Nuestro padre. Un gran padre. A él va dedicado este capítulo, a “El Gran Pakitín” como padre. Ser padre no es sólo tener trabajo y llevar dinero a casa para que a tu familia no le falte nada material. Ser padre es proporcionar a los hijos lo inmaterial: el tiempo, la paciencia, las ganas, la educación, la ilusión, el amor, la valentía. Todos pueden ser padres, pero sólo unos pocos llegan a ser buenos padres. Los buenos padres se verán premiados por el amor incondicional, el respeto, la confianza y la obediencia de sus hijos.
El Gran Pakitín, un padre cariñoso y dedicado
Como padre, “El Gran Pakitín”, era excepcional. Nos llamaba a mis hermanos y a mí, “sus nenes”. Tuviésemos la edad que tuviésemos, éramos “sus nenes”. Mis hermanas y yo éramos “las nenas” y mi hermano era “el nene”. Se desvivía por nosotros. Siempre estaba para lo que le necesitásemos. Nunca nos decepcionó. No podríamos haber tenido un mejor padre.
En mi casa el afecto no sólo se mostraba con actos, sino que también lo verbalizábamos. Era muy normal decirnos “Te quiero” los unos a los otros. Siempre que nos íbamos de casa, mis hermanos y yo les dábamos un beso a mis padres. Cuando regresábamos a casa les volvíamos a dar un beso. Y por la noche, al irnos a acostar, dábamos las buenas noches a nuestros padres con otro beso.
Sin embargo, a mi padre le resultaba más complicado verbalizar el afecto. Cuando le decíamos: “Papi te quiero mucho”, él contestaba: “Ya lo sé”, “Muchas gracias” o “No me digas eso que me pongo colorado”. Nunca nos contestaba con un: “Yo también te quiero”. Eso sí, siempre nos dedicaba gestos de cariño. Era muy típico de él apretarnos la papada, o los mofletes, de forma cariñosa, y nosotros de broma le decíamos: “¡Papi, que si nos aprietas tanto nos vas a sacar papada!”.
Mi padre era muy consciente que amar implicaba, cuando llegase el momento, sufrir la pérdida del ser amado. Ese sufrimiento le daba pavor y en ocasiones le impedía demostrar, al cien por cien, sus sentimientos. Pero sabíamos, perfectamente, lo importante que éramos “su titis” y “sus nenes” para él.
Mi padre no se atrevía, nunca nos dio una torta o un azote. Mi padre solía decir:
“¡Ayy, si cuando los nenes se ponen así de pesados se les pudiese hacer pedacitos y después recomponerlos!”.
Aprovecho para decir que esos cachetes y esos tortazos en el culete nos sirvieron, a mis hermanos y a mí, para darnos cuenta que en esta vida hay que tener una disciplina y seguir unas reglas para llegar a ser alguien de provecho. Hoy en día igual se atreverían a decir que aquellos cachetes eran malos tratos a un menor.

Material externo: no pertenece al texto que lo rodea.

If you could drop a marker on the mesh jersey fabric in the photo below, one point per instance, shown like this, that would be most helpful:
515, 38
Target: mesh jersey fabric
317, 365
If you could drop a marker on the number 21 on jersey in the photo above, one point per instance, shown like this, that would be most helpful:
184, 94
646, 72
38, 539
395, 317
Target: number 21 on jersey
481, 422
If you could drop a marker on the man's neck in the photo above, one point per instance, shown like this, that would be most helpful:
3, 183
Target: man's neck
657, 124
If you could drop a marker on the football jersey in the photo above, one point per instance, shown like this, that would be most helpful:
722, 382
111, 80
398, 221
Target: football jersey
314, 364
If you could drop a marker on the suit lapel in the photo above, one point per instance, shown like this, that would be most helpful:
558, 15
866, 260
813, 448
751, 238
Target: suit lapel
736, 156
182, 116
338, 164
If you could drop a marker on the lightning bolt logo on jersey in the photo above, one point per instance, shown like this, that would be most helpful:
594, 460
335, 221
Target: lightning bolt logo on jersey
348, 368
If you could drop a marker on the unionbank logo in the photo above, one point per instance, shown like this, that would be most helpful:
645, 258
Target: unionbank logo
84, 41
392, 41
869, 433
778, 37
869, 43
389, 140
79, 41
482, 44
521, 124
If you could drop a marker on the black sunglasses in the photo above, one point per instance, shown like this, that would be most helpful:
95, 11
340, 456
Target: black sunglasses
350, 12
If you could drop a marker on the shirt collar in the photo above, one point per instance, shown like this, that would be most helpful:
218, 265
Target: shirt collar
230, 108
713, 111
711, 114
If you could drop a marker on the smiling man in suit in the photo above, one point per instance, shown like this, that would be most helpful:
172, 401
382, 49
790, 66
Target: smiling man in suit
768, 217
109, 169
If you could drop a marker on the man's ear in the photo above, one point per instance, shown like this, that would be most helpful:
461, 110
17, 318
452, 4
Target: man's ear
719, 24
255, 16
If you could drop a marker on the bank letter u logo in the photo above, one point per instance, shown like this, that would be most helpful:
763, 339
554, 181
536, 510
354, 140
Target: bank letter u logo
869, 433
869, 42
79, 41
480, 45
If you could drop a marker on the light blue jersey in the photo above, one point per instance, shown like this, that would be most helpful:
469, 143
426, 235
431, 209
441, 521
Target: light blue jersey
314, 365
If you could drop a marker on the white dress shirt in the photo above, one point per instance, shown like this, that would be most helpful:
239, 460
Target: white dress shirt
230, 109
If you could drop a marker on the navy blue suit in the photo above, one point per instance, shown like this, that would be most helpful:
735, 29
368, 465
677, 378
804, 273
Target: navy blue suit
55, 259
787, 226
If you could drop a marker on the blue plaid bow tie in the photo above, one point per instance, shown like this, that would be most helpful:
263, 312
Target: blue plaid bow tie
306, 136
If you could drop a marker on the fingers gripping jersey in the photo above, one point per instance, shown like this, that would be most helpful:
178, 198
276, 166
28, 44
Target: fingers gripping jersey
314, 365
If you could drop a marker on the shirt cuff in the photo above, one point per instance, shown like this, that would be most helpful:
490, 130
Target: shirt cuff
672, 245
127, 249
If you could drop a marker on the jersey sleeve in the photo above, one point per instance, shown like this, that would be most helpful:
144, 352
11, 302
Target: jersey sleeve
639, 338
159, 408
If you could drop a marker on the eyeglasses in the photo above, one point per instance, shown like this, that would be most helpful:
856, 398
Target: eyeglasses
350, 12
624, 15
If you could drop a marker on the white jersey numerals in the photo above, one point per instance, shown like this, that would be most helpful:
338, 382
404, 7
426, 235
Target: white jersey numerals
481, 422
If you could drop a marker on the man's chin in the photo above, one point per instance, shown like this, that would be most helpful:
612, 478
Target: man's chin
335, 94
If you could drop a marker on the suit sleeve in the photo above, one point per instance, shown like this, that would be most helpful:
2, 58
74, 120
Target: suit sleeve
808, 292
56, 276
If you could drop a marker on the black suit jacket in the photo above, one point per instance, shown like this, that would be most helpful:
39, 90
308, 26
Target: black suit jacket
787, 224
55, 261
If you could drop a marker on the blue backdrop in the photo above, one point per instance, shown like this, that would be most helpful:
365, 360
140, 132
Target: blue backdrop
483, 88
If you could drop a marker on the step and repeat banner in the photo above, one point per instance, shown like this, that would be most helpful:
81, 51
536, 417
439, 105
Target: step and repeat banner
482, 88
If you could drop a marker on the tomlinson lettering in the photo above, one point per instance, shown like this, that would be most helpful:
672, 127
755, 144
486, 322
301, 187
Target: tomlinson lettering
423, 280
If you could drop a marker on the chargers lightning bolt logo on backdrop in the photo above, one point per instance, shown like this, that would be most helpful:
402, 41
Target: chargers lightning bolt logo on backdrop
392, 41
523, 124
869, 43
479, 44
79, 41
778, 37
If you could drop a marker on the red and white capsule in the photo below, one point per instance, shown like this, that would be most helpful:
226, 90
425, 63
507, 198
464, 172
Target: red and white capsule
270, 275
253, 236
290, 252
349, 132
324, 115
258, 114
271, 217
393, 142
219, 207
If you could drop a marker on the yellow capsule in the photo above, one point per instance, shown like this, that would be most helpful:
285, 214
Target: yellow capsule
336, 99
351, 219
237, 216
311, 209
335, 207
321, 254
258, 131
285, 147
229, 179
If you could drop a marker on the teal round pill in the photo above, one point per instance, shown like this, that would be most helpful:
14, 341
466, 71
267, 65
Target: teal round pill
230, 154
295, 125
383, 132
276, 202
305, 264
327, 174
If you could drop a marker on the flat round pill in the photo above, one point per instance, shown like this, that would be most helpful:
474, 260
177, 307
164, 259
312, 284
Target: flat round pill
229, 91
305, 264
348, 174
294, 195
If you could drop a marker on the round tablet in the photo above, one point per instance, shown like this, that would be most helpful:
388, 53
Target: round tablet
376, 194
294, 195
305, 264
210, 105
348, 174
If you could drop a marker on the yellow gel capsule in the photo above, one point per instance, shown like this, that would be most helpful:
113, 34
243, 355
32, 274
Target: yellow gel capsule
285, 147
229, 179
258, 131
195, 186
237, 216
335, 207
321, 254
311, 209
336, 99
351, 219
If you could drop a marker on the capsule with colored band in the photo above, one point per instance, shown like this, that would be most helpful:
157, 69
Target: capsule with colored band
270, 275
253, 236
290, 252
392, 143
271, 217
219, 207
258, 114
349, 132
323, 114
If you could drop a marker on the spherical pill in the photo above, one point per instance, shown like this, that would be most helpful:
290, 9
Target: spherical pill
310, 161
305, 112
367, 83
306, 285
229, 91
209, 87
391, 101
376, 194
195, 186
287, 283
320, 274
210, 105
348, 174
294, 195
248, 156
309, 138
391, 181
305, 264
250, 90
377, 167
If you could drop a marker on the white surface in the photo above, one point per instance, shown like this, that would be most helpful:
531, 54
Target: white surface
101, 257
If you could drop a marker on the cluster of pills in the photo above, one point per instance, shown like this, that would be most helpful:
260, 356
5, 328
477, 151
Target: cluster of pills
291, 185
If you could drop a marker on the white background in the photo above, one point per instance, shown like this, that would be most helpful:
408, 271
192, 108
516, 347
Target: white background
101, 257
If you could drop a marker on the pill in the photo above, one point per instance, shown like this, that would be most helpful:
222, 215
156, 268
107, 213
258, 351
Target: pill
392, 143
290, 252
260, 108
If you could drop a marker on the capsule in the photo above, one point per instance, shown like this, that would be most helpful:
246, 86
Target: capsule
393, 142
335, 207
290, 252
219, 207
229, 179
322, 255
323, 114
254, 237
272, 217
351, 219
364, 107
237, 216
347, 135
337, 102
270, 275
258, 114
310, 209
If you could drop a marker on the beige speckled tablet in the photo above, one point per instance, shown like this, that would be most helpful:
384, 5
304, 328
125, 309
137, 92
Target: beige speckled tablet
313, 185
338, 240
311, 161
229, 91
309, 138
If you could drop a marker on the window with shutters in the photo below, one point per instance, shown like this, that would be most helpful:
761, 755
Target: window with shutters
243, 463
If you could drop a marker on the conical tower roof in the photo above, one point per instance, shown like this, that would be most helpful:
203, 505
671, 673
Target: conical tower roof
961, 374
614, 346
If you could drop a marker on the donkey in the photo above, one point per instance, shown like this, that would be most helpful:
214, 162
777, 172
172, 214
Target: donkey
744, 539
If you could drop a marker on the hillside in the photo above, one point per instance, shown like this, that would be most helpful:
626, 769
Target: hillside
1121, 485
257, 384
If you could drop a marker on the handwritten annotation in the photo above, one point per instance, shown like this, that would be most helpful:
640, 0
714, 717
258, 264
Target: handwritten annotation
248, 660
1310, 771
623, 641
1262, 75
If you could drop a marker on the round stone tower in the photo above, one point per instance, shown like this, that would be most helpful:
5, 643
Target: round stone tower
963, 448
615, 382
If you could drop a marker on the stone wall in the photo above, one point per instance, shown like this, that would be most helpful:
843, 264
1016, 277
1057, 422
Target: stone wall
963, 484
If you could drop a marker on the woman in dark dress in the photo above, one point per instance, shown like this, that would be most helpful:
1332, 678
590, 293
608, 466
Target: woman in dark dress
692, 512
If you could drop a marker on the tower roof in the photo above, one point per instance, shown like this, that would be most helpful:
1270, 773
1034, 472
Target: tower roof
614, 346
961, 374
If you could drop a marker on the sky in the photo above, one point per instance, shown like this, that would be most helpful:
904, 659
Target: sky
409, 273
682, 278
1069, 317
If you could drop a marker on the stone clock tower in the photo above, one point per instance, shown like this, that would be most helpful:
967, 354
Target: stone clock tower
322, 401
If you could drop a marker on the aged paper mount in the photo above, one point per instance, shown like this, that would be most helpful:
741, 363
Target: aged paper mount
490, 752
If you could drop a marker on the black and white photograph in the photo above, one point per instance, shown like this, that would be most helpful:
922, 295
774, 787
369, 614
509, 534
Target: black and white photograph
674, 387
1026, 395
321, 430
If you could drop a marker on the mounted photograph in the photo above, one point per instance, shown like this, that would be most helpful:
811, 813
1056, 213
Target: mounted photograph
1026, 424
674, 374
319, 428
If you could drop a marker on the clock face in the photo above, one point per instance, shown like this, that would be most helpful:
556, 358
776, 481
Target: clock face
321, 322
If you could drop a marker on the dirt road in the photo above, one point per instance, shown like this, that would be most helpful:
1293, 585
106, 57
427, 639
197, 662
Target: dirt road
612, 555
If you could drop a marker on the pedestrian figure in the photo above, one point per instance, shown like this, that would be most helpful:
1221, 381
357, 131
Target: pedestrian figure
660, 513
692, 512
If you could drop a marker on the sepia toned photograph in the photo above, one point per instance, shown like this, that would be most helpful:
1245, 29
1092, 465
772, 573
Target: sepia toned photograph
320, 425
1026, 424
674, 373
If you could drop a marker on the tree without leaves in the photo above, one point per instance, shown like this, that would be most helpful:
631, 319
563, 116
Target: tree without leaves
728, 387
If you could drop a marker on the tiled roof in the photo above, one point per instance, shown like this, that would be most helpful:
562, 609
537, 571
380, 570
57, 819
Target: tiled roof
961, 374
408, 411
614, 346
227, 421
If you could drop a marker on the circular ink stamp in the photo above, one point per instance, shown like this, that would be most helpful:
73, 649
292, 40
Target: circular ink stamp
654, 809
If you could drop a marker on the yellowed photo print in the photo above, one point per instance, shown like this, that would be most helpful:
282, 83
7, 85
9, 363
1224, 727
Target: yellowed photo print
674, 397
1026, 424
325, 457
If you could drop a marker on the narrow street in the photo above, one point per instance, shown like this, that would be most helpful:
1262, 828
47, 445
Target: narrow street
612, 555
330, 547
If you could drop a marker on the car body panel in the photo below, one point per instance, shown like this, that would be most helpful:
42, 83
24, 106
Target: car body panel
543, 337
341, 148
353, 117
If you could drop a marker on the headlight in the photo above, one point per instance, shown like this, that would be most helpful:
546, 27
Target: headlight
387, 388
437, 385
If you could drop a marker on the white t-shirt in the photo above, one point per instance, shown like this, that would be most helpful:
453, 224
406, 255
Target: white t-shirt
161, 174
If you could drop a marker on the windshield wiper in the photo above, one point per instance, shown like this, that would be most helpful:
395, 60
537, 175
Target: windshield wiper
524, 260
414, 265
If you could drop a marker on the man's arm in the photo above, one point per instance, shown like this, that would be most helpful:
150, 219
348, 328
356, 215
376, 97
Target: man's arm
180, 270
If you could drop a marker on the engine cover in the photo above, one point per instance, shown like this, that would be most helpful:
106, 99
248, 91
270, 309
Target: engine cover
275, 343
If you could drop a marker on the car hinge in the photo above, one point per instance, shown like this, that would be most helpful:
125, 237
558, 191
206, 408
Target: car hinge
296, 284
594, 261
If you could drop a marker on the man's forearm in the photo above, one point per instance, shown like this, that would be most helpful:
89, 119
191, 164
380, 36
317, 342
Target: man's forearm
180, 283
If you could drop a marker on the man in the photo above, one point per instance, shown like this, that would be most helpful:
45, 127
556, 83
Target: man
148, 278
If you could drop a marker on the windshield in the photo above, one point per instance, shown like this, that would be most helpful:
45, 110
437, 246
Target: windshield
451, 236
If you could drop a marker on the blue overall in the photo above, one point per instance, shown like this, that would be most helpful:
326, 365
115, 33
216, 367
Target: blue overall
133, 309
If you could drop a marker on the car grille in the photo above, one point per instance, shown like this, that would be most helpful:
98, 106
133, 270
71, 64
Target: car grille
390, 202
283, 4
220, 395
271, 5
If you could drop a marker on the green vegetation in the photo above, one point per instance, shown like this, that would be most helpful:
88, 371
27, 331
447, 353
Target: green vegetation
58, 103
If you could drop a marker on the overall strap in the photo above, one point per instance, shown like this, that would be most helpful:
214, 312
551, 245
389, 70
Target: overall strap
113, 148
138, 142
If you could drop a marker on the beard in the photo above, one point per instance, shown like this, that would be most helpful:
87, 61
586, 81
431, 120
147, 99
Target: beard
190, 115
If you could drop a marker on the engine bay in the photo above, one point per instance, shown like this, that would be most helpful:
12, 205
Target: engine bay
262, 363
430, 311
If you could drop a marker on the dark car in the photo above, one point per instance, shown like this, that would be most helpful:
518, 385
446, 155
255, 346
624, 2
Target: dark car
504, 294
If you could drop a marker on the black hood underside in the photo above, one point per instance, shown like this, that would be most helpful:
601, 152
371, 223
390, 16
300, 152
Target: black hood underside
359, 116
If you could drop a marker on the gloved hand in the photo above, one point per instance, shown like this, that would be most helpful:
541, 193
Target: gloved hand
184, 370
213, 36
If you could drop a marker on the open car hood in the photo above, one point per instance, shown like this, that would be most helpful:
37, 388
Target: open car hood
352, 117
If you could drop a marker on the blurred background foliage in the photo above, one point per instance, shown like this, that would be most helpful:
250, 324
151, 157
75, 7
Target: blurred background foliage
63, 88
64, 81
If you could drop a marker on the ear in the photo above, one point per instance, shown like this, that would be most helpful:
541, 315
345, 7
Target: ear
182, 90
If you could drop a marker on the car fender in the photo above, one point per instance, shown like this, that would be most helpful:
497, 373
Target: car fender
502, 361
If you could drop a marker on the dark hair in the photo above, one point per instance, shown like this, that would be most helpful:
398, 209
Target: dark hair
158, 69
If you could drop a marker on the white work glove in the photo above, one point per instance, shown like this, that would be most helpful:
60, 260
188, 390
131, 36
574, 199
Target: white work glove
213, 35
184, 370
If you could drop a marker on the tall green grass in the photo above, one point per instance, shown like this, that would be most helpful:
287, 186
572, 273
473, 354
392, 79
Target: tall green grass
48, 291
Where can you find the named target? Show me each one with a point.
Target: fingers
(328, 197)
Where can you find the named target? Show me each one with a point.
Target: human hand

Craso error, ya que sólo hay que comparar la generación que creció con algún que otro cachete y la que ha crecido en el ámbito de hacer lo que quieren y sin ninguna norma que acatar. La noche frente al día. El compromiso frente a la irresponsabilidad. El cuidado frente a la desidia. El esfuerzo frente al abatimiento. La generación “Baby Bommer” (los nacidos entre 1943 y 1960) y la generación “X” (los nacidos entre 1960 y 1980) frente a la generación “Y” o “Millenials” (los nacidos entre 1980 y 2004).
Mi padre era aquel padre que, si estaba lloviendo, y nos habíamos ido al colegio sin paraguas, iba al colegio, ex profeso, a llevarnos el paraguas para que a la salida no nos mojásemos. En la etapa del colegio a los chicos y chicas nos daba mucha vergüenza que los compañeros de clase nos viesen con nuestros padres. Cosas de la juventud, cosas de querer parecer mayores. Así que, cuando mi padre aparecía por el colegio con el paraguas, casi ni se lo agradecíamos y estábamos deseando que el resto de los alumnos no hubiesen visto la escena.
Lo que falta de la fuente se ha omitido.